Под посвящением той же Анне Лизе на странице 162 другая фраза, от имени спускается долгая линия, упирающаяся в продолжение записи: «… на которой следовало бы мне жениться, что может быть еще и произойдет».
Стихотворение, написанное на Искии, помечено июлем 1983 года.
А зимой 1985 года, по воспоминаниям о светлом и мягком зимнем дне — где-нибудь в феврале-марте, мне довелось познакомиться с Анной Лизой.
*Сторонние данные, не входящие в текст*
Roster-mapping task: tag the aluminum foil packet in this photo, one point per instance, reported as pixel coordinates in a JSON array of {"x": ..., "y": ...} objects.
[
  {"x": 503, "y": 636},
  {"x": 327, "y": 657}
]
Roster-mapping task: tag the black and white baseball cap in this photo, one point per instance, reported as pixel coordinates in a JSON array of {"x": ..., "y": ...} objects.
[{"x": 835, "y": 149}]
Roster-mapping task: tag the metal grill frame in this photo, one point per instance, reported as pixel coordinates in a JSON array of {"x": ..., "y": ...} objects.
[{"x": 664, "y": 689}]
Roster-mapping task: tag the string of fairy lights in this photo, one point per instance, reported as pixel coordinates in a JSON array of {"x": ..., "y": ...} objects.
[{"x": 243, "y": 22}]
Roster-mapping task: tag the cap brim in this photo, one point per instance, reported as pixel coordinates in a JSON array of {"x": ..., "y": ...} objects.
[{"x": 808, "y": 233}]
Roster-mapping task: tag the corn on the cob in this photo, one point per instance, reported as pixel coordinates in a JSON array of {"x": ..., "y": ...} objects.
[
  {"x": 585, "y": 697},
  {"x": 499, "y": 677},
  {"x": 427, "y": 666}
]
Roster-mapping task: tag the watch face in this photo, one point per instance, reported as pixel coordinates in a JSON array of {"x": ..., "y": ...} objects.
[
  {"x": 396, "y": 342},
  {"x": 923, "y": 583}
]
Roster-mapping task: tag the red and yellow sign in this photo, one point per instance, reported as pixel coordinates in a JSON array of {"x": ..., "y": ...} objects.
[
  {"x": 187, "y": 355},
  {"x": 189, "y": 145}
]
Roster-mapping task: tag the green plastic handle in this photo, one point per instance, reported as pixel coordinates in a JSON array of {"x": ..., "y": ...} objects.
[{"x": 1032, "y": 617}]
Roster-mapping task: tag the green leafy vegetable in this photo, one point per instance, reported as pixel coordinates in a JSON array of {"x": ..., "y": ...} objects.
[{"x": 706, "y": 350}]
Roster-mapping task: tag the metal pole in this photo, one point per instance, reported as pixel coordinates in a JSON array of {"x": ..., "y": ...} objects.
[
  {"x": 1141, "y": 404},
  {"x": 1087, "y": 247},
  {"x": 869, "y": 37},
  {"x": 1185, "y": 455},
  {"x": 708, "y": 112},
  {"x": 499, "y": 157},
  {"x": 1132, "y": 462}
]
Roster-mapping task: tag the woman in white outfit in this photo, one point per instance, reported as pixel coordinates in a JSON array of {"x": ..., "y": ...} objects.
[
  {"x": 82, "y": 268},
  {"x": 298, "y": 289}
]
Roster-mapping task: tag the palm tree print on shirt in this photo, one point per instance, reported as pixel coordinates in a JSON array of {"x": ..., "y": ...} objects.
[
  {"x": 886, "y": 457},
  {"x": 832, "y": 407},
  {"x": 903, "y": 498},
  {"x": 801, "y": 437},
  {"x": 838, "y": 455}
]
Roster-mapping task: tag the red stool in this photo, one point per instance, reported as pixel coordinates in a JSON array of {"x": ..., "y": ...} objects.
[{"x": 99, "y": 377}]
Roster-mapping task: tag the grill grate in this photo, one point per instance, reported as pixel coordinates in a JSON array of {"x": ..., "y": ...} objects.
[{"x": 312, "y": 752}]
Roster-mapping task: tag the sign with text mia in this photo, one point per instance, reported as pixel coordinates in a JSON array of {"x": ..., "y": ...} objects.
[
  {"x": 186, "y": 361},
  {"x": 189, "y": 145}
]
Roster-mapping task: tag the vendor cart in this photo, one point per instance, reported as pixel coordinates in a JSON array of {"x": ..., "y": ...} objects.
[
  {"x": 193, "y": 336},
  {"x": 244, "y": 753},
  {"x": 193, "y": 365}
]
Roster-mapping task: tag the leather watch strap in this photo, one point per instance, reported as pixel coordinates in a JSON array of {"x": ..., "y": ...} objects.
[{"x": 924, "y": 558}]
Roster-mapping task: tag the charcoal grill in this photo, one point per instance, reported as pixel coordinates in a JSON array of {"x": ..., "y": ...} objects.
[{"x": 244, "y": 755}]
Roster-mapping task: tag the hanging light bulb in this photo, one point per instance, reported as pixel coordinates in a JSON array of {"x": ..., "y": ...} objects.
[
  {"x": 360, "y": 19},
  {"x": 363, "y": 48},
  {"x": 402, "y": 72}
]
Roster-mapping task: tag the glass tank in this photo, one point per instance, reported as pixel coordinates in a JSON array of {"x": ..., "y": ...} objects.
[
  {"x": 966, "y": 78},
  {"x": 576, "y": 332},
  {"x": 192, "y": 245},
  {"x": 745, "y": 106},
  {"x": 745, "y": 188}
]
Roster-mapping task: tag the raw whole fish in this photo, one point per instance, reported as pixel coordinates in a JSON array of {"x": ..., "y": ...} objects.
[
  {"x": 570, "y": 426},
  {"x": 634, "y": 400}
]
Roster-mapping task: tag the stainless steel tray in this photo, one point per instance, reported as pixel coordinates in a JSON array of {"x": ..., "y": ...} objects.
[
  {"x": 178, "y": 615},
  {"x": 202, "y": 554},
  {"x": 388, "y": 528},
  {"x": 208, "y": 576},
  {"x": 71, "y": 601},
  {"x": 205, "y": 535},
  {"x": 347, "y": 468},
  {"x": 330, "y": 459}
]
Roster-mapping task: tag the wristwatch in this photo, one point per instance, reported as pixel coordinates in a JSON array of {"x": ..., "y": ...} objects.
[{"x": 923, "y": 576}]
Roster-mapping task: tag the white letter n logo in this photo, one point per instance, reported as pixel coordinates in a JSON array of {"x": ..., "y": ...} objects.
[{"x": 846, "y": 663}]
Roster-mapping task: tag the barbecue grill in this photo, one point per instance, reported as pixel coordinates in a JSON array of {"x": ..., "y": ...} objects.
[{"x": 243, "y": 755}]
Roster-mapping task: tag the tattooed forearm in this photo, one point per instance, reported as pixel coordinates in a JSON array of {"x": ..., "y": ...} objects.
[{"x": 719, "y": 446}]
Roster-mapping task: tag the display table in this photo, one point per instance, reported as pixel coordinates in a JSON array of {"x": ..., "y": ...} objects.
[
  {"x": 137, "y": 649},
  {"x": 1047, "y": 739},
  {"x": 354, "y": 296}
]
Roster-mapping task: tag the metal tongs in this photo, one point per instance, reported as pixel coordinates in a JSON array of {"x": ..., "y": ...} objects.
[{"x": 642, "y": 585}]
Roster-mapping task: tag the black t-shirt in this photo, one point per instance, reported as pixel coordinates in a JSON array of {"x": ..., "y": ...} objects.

Часов в двенадцать дня раздался звонок в дверь. Я открыл. На пороге стояла женщина, не высокая, стройная, ладная, в небогатой одежде западного студенческого образца.
— Это вы — Евгений? — спросила она. — Мне ваш адрес дал Иосиф Бродский.
— А телефон он вам дал?
— Дал.
— Почему же вы не позвонили, ведь меня могло не оказаться дома?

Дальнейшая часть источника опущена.